Ha llovido.
Todos los escritores, dicen, escriben para una persona.
Con el dedo en el teclado, la pradera se desvaneció en un gesto herido, mecánico, hostil: árboles, hierba, tronco alisado donde reposar del peso de vivir, ser… vista sobre el abandono en un mundo tan complicado, se fue.
Con el índice de la mano derecha, una y otra vez, presionado, desaparece el cielo siempre tibio que promete lluvia, -no importa, tengo capa, y botas, haré una cobija protectora-.
Se ha desdibujado la ciudad a lo lejos, borrosos los caminos que solo yo conozco, el sonido de los pájaros e insectos, la mullida hierba, la fronda de hojas móviles que me techan, la respiración aquietada… Todo se fue borrando dedo a dedo en el hecho repetido, presión del teclado negro, hondo en caída libre, como un profundo engullir de pozo en el silencio del cuarto.

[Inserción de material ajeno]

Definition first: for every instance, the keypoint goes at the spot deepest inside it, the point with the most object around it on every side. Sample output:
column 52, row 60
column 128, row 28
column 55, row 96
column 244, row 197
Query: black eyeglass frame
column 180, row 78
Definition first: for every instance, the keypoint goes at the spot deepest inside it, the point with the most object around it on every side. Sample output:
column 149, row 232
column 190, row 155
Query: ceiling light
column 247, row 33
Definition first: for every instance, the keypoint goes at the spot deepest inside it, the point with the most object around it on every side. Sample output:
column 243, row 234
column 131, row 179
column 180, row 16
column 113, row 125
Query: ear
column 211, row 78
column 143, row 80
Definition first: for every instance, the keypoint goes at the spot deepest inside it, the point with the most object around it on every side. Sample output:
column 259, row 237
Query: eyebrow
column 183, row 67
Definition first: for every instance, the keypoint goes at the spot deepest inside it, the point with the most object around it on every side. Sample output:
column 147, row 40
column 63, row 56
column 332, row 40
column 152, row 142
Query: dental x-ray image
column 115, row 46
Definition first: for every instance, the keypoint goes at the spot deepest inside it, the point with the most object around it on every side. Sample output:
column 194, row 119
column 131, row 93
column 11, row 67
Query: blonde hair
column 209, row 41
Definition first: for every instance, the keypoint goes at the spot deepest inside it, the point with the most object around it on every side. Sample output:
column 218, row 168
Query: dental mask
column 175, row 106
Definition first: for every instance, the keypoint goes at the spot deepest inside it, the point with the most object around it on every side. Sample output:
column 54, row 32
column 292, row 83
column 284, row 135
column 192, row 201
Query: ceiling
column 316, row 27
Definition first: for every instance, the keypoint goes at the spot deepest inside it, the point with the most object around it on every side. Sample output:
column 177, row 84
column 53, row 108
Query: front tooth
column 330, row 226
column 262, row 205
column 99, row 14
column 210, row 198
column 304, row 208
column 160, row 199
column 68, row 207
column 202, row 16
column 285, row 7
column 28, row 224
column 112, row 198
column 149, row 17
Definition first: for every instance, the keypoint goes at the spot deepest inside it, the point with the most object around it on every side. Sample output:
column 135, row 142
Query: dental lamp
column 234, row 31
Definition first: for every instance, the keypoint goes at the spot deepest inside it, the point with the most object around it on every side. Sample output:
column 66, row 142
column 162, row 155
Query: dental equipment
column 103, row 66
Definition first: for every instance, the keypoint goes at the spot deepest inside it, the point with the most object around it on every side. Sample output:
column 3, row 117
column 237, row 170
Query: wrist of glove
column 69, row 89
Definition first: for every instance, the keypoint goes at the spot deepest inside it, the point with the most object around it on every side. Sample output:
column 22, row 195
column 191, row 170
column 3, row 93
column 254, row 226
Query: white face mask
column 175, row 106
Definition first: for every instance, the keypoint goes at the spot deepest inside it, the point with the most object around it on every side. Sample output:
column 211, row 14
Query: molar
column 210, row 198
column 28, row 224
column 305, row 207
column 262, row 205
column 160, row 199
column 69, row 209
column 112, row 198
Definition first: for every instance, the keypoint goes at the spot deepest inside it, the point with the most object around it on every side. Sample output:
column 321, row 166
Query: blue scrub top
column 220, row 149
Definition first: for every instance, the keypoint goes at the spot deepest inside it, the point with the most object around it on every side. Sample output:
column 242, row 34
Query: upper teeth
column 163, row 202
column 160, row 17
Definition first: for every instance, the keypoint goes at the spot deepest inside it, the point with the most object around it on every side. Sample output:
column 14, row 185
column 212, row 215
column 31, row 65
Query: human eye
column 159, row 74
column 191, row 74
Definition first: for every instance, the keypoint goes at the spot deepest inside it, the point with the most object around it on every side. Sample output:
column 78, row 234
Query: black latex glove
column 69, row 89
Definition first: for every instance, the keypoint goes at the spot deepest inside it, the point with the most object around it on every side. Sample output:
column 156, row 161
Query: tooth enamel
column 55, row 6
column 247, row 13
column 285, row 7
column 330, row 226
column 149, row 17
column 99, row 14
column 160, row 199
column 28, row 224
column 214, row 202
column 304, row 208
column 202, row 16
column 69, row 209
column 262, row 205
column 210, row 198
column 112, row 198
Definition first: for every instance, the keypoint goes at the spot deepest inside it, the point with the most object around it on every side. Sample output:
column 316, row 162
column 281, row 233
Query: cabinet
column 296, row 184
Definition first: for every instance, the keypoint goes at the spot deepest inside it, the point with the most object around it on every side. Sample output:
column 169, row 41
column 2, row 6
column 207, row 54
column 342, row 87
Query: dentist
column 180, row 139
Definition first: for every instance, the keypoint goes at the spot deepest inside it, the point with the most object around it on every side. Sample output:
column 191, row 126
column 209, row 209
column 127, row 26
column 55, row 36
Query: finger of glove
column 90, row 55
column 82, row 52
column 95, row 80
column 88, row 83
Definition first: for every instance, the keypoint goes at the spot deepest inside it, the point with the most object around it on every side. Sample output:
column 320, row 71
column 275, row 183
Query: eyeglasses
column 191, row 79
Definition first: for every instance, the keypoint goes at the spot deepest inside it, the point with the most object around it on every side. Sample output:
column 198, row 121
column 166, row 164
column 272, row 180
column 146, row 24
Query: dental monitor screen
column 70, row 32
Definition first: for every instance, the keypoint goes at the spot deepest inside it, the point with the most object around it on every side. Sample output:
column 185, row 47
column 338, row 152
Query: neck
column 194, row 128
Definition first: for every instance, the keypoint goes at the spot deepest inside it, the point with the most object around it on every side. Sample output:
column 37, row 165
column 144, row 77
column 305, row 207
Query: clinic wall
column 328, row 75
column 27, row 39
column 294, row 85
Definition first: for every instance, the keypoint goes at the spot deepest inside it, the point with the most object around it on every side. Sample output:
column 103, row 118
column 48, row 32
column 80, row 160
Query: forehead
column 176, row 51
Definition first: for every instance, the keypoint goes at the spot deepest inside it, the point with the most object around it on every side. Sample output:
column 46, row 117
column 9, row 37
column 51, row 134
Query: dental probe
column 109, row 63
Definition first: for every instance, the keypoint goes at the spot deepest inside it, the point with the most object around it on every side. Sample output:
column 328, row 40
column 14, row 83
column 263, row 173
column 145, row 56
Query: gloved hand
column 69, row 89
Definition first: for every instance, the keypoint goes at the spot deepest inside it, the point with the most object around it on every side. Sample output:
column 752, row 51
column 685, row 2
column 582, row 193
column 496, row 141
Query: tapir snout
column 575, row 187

Emerger de la pantalla del ordenador, tan luminosa que hiere en su blancura de nada, volver a plantar, sembrar un tilo o cualquiera que sea el árbol en lo alto de la colina sobre una maravillosa pradera de esperanza.
Eso es la escritora en la mañana de un lunes de otoño.
Trabajadora del mantillo que le proporcione nuevo esfuerzo, sudor de acciones, confiar en que crecerá de nuevo un lugar, a base de palabras, donde reposar la espalda.
Tierra mojada, fértil, que aguarda… es la vida.